Tales from Both Sides of the Brain: A Life in Neuroscience

  • Michael S. Gazzaniga
Ecco: 2015. 9780062228802 | ISBN: 978-0-0622-2880-2

From the 1940s onwards, scores of people with intractable epilepsy were treated by surgically severing their corpus callosum, the nerve bundle that connects the left and right sides of the brain. In these 'split-brain' patients, each hemisphere operates independently. Michael Gazzaniga — known as the father of cognitive neuroscience — spent more than 50 years investigating these “splits”, as he calls them affectionately in his compelling autobiography, Tales From Both Sides of the Brain.

Michael Gazzaniga pioneered research into how the brain's hemispheres can operate independently. Credit: Rick Friedman/Corbis

As a psychology student at Dartmouth College in Hanover, New Hampshire, Gazzaniga became interested in the way brain enables mind. In the summer of 1960, he positioned himself at just the right place: Roger Sperry's lab at the California Institute of Technology (Caltech) in Pasadena. Sperry had begun a research programme on split brains, based on studies with cats and monkeys. Gazzaniga and fellow pioneer Joseph Bogen extended this to people who had had the operation. Over the decades, as Gazzaniga relates, the programme branched out to explore perception, language, facial recognition, reasoning and many other cognitive processes. It produced a wealth of information on hemispheric specialization.

As the book unfolds, it becomes clear that split brains present a nested set of conundrums. The first is that roughly 200 million neural fibres have been cut, but nothing — apparently — happens.
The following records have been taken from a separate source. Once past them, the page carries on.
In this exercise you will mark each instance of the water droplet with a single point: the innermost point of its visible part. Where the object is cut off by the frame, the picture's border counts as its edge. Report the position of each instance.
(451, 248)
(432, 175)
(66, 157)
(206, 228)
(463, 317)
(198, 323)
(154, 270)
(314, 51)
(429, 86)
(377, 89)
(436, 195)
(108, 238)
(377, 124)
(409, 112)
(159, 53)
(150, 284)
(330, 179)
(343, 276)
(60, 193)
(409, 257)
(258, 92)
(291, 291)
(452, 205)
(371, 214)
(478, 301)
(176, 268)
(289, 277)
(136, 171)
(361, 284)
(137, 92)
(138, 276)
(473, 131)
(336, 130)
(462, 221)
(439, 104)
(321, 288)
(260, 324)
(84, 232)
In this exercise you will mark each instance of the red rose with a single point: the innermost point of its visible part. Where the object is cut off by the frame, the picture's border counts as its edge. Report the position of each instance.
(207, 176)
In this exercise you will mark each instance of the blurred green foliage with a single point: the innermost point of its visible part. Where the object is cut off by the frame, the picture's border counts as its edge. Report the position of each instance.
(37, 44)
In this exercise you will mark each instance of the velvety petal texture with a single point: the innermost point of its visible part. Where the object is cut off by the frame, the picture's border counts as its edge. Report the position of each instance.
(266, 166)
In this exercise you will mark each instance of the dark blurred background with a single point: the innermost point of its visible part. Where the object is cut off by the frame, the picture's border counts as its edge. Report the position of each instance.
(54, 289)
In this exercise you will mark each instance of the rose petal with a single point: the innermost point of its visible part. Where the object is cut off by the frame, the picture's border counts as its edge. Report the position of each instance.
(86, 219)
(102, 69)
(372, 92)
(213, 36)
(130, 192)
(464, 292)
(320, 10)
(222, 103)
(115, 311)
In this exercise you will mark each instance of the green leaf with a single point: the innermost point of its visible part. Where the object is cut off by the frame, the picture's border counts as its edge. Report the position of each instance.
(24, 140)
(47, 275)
Memory, personality, cognition; everything is still intact.

To demonstrate that both hemispheres are operating separately requires shrewd experimental procedures, which Gazzaniga pioneered in the early 1960s. These revealed the second conundrum, that the left brain can see and feel things that the right brain does not, and vice versa, yet the patient experiences a single, unitary mind. Even downright discrepancies — the right brain seeing a picture of a naked person, leaving the left brain wondering about the blush — are explained away by the mind using cleverly improvised stories.

These stories point to yet a third conundrum. Why are humans, whether with an intact or a severed callosum, so left-sided? Split-brain experiments have pointed to the existence of a 'narrator' or 'interpreter', a faculty housed in the language hemisphere (almost always the left) that explains why we behave as we do.

Unlike Bogen, who proposed some now-discredited theories on 'left-brained' white city dwellers and 'right-brained' Hopi Indians in the 1970s, Gazzaniga always kept a sober perspective on hemispheric differences. Much of his later work served to debunk the popular idea of a rational, cold-hearted left brain ranged against an emotional, intuitive right brain.

In his autobiography, Gazzaniga often seems to be a man of two minds himself. His style is colloquial and unassuming (Caltech “was chock full of mighty smart cookies and most of them could run circles around me”). He is a self-confessed big-picture man, leaving mathematics and technicalities to others. He acknowledges that the course of a career, including his own, is often steered by luck and coincidence, rather than strategy. There is also a shocking nostalgia for the days before ethical committees on animal research, when cats were gathered “from the alley”.

This cheerfully detached tone, however, is absent when Gazzaniga deals with credit and priority. His experiment with Bogen's epilepsy patient W. J. in 1962 was the first to reveal that each hemisphere remains unaware of stimuli processed by the other. Bogen had suggested pre- and post-surgery experiments. “Thus begins a line of research that, twenty years later, almost to the day, will be awarded the Nobel Prize,” notes Gazzaniga. That 1981 prize (in Physiology or Medicine) was awarded to Sperry for his split-brain research — not to Sperry, Gazzaniga and Bogen. By then, Gazzaniga's relationship with Sperry had become tense, and Sperry refused to let him conduct further tests on Caltech patients.

Gazzaniga writes about Sperry with much admiration and little affection. He portrays him as a fierce competitor. Gazzaniga explains that at the pioneering stage of research, ideas become inextricably mixed, and that in science — as in families — people may come away from the same event with different memories. He clearly feels that the Nobel prize should have had more than one recipient.

Gazzaniga was at the heart of a pivotal research programme and struck up friendships with neuroscience and psychology luminaries, such as David Premack, George Miller, Leon Festinger, Endel Tulving and Steven Pinker (who wrote the book's introduction). Thus, his natural appetite to tell juicy behind-the-scenes stories is more than welcome. Historians in particular have always appreciated eighteenth-century philosopher Bernard Mandeville's dictum that private vices can be turned to public benefit.